На другой день была дневка в Шамшеве, и, действительно, ввечеру послышались выстрелы, мимо Pierr’а пробежали французы, и[886] первый вскакал в деревню Долохов. Навстречу ему бежал офицер с парламентерским белым платком. Французы сдались. Когда Pierre подошел к Долохову, он, сам не зная отчего, зарыдал в первый раз за время своего плена. Солдаты и казаки окружили Безухова и надавали ему платья и свели ночевать в избу, в которой ночевал генерал французский, а теперь Долохов. На другой день пленные проходили мимо подбоченившегося Долохова, громко болтая.
– Enfin d’une manière ou d’autre l’Empereur…[887] – сливались голоса.
Долохов строго смотрел на них, прекращая их говор словами: – Filez, filez........[888]
Pierr’а направили в Тамбов, и, проезжая через город Козлов, 1-ый не тронутый войной, который он видел за два месяца, Pierre во второй раз заплакал от радости, увидав народ, идущий в церковь, нищих, калачника и купчиху в лиловом платочке и лисьей шубе, самодовольно, мирно переваливающуюся на паперти. Pierre никогда в жизни не забывал этого. В Козлове[889] Pierre нашел одно из писем Андрея, везде искавшего его, нашел деньги, дождался людей и вещей, и в конце октября он приехал в Тамбов.[890]
Князя Андрея уже не было там, он опять поехал в армию и догнал ее у Вильны.
–
Одно из 1-х лиц, которое он встретил там, был Nicolas. Nicolas, увидав Андрея, покраснел и страстно бросился обнимать его. Андрей понял, что это было больше, чем дружба.
– Я – счастливейший человек, – сказал Nicolas, – вот письмо от Marie, она обещает быть моею. А я приехал в штаб, чтобы проситься на 28 дней в отпуск: я два раза ранен, не выходя из фронта. А еще жду брата Петю, который партизанит с Денисовым.
Андрей пошел на квартиру Nicolas, и там долго обо всем рассказывалось друг другу. Андрей был твердо намерен проситься опять и только в полк. К вечеру приехал и Петя, не умолкая рассказывающий о славе России и Васьки Денисова, завоевавшего целый город, наказывавшего поляков, облагодетельствовавшего жидов, принимавшего депутации и заключавшего мир.

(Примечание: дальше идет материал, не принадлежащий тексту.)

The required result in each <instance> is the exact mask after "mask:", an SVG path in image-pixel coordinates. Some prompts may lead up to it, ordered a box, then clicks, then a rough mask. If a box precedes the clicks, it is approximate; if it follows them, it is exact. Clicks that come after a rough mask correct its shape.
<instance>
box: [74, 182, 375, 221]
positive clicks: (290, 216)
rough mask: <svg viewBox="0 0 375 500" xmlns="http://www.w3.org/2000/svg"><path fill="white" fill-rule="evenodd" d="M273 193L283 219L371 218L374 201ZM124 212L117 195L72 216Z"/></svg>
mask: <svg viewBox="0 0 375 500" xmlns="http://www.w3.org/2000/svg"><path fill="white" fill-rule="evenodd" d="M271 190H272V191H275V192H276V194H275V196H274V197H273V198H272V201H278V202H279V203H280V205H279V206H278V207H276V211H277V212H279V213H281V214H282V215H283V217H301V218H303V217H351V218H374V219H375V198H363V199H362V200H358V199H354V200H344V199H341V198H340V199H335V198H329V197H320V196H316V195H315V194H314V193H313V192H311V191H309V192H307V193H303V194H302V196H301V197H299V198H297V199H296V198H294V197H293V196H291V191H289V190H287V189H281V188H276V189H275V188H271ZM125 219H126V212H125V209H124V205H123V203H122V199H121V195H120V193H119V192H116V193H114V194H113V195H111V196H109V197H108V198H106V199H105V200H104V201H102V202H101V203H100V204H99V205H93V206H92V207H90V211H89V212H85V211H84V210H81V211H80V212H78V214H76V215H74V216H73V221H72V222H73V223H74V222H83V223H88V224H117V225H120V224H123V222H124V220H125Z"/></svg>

– У нас геройская фаланга. У нас – Тихон. – Он и слышать не хотел ни о какой другой службе. Но, к несчастью, это самое завоевание города, которым так счастлив был Петр, не понравилось немцу генералу, желавшему тоже завоевать этот город, и так как Денисов был под командой немца, то немец распек Денисова и отставил его от его геройской партии. Впрочем, это узнал Петя после, теперь же он был в полном: восторге и, не умолкая, рассказывал о том, как Наполеона прогнали, каковы мы – русские, и как особенно у нас – все герои…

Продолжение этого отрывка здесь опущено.